I take L-Lysine daily and have not had a fever blister in many years, it will help in controlling this viral breakout. Also, I love the sign in my dentist's office: "How many teeth should you floss? Just the ones you want to keep!" it inspires me to take time to do it.

D Sampson DDS, MD


Smoking is still the leading cause of oral cancer. The relationship between HPV and oral cancer also exists, but the evidence isn't as strong yet. Smokeless tobacco use is also a risk factor.

Dr. Kristine Henderson


You should also ask your dentist (before your appt!) if he/ she has a Velscope.
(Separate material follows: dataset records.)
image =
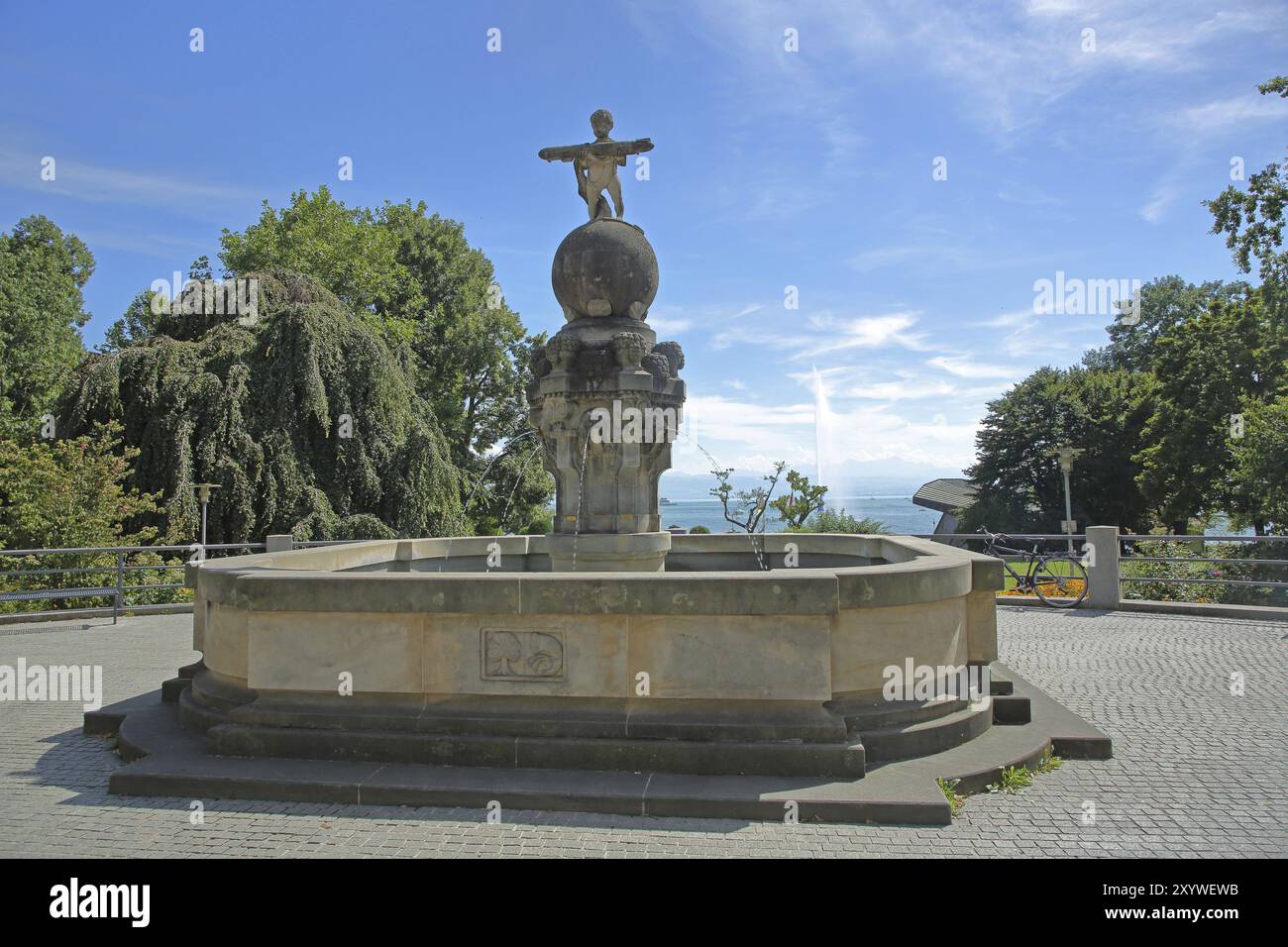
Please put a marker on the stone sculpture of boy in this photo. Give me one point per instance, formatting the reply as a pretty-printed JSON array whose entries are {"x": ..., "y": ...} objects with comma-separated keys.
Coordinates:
[{"x": 597, "y": 172}]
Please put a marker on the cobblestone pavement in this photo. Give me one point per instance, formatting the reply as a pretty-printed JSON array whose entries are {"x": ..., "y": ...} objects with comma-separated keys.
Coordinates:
[{"x": 1197, "y": 771}]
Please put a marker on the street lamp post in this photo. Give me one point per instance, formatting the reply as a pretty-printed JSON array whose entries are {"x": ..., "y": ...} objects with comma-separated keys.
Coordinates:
[
  {"x": 1067, "y": 454},
  {"x": 204, "y": 496}
]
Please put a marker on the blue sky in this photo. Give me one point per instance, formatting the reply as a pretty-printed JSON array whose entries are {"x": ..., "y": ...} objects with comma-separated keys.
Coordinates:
[{"x": 772, "y": 169}]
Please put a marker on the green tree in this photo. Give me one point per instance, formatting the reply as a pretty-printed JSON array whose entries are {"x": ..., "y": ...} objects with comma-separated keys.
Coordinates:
[
  {"x": 1260, "y": 467},
  {"x": 307, "y": 416},
  {"x": 1163, "y": 304},
  {"x": 840, "y": 521},
  {"x": 802, "y": 501},
  {"x": 71, "y": 492},
  {"x": 1018, "y": 483},
  {"x": 1252, "y": 221},
  {"x": 1209, "y": 368},
  {"x": 416, "y": 277},
  {"x": 746, "y": 508},
  {"x": 43, "y": 272}
]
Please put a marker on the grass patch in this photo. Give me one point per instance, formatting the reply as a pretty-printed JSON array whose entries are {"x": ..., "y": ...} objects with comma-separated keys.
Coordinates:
[
  {"x": 1014, "y": 779},
  {"x": 956, "y": 800}
]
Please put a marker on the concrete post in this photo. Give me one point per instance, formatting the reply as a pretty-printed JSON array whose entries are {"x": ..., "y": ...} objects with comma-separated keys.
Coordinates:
[
  {"x": 279, "y": 543},
  {"x": 1102, "y": 562}
]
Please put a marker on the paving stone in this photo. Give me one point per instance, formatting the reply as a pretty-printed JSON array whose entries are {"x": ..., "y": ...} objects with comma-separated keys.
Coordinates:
[{"x": 1197, "y": 771}]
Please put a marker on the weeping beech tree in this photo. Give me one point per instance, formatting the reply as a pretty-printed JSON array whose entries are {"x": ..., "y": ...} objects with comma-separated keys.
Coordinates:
[{"x": 304, "y": 415}]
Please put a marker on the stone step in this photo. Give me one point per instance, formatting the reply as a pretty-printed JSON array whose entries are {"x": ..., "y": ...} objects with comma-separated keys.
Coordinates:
[
  {"x": 178, "y": 767},
  {"x": 838, "y": 761},
  {"x": 171, "y": 688},
  {"x": 926, "y": 737},
  {"x": 879, "y": 716}
]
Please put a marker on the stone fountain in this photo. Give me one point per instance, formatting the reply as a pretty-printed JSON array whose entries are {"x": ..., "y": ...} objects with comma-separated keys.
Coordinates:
[{"x": 606, "y": 667}]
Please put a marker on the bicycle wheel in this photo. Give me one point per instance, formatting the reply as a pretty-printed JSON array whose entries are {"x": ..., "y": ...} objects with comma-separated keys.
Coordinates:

It's a non-invasive special lighting system for looking in the mouth, that improves the ability to find oral cancers (and other problems) at an earlier stage. See my review of Dr. Jacqueline West, a local dentist. Make sure you do this if you smoke or dip!

R. Maynard D.D.S


"Herpes ulcers" are called cold sores or fever blisters.
Aphthous ulcers are commonly known as canker sores. Etiology uncertain, probably "autoimmune" problem.

Thomas Sharpton


Two corrections: HPV (the wart virus)has replaced smoking as the most common cause of oral cancer. Most cold sores (aphthous ulcers)are not the same as herpes ulcers, the cause of most cold sores is still uncertain



Excellent article! My wife has worked in the dental field for over 20 years and has been telling the patients the same exact things as written in this article!